Rachel looked up, smiling.

‘I have seen something like this before,’ she said. ‘A schoolfriend of mine had a box, and when the key was wound, the scene on the lid came to life, and little skaters slid about on a frozen lake. But it was just a flat scene, not a real creature like this. It’s wonderful… where did you come by it?’

‘I made it,’ said Jonathan.

‘Truly, Mr Alleyn? How came you by such skill?’

‘I was trying… I read a treatise on such mechanisms by a Swiss man, a maker of clocks. And I have taken apart several other such toys, to learn how they function. Most of my efforts were failures, but then this little mouse… continues to run.’ His tone was strange, almost embarrassed.

‘It is exquisite, Mr Alleyn. And a fine skill to have taught oneself as a hobby, to be sure,’ she said encouragingly, but her words had the opposite effect. Jonathan frowned, and turned the copper mouse over in his hands.

‘A hobby?’ He shook his head and thought for a while. ‘The philosophers have it that animals have no souls. That without a soul, the body is just a machine, like this. It performs mechanical functions with no thought, no governing mind. There was an automaton built by a Frenchman, the Canard Digerateur – do you know of it? The digesting duck? It can eat grain and digest it, just like a real duck. Does that not prove that animals are mere machines?’ He paused, and Rachel shook her head, baffled. ‘But if they have no souls, why is their blood hot, like ours? Why do they show fear? Why do they hunger? Why do they fight for life? Why will a cow stand and fight a wolf rather than let her calf be taken?’

‘I do not… but animals cannot have souls. It is written…’

‘In the Bible? Yes. A great many things are written in the Bible.’

‘Surely, you do not doubt the word of God?’

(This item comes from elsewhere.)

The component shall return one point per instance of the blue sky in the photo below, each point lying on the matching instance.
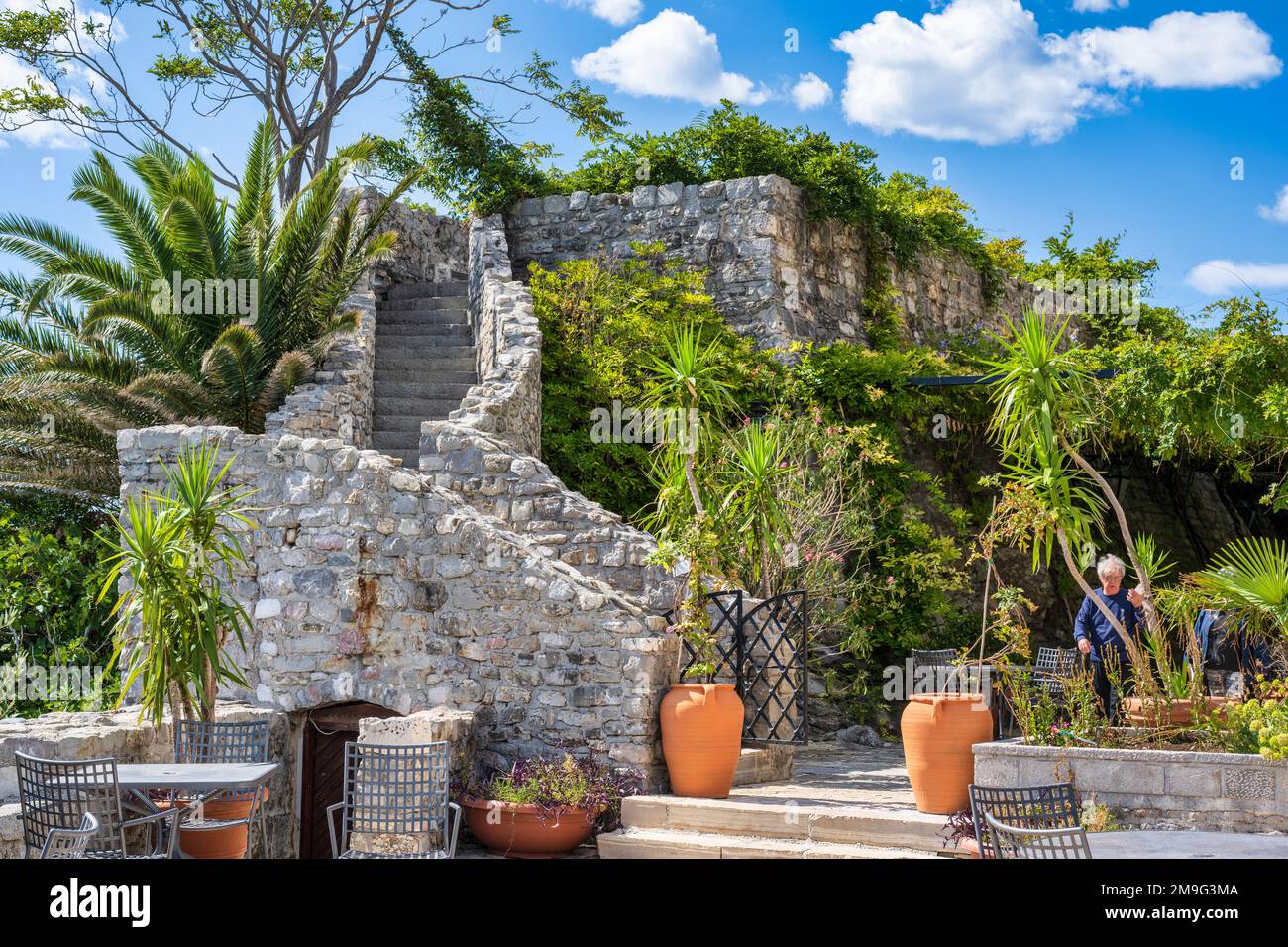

‘I doubt God a great deal, Mrs Weekes, as would you, had you seen and done what I have seen and done. And if animals have no souls, than perhaps neither has man. Perhaps we are all but machines.’

‘You cannot truly think so.’

‘Can I not? What can you understand of what I think? You have no knowledge of what man can do to his fellow man. I tell you, if there is a soul then there is also a beast in all men, which would take over all thought and deed if it could, and wreak havoc.’

‘There is not a beast in all men, sir,’ Rachel protested quietly. Jonathan’s voice had risen as he spoke, and she feared to provoke him. His words frightened her; they sounded like a warning.

‘You’re wrong,’ Jonathan said abruptly. He looked down at the copper mouse, and then thrust it into her hands. ‘But keep this trifle, if it pleases you. Let it remind you of what I’ve said today.’ He strode back to his chair in the window and threw himself into it. Carefully, Rachel put the clockwork toy back on the shelf where she’d found it.

Desperately, she scanned the books for something appropriate to read, and was relieved when she finally spotted a small volume of poetry by Dryden. She took it down and returned to sit opposite Jonathan Alleyn. His head was tilted back and his eyes were shut. As Rachel began to read she wondered if he’d fallen asleep, but he interrupted her at once.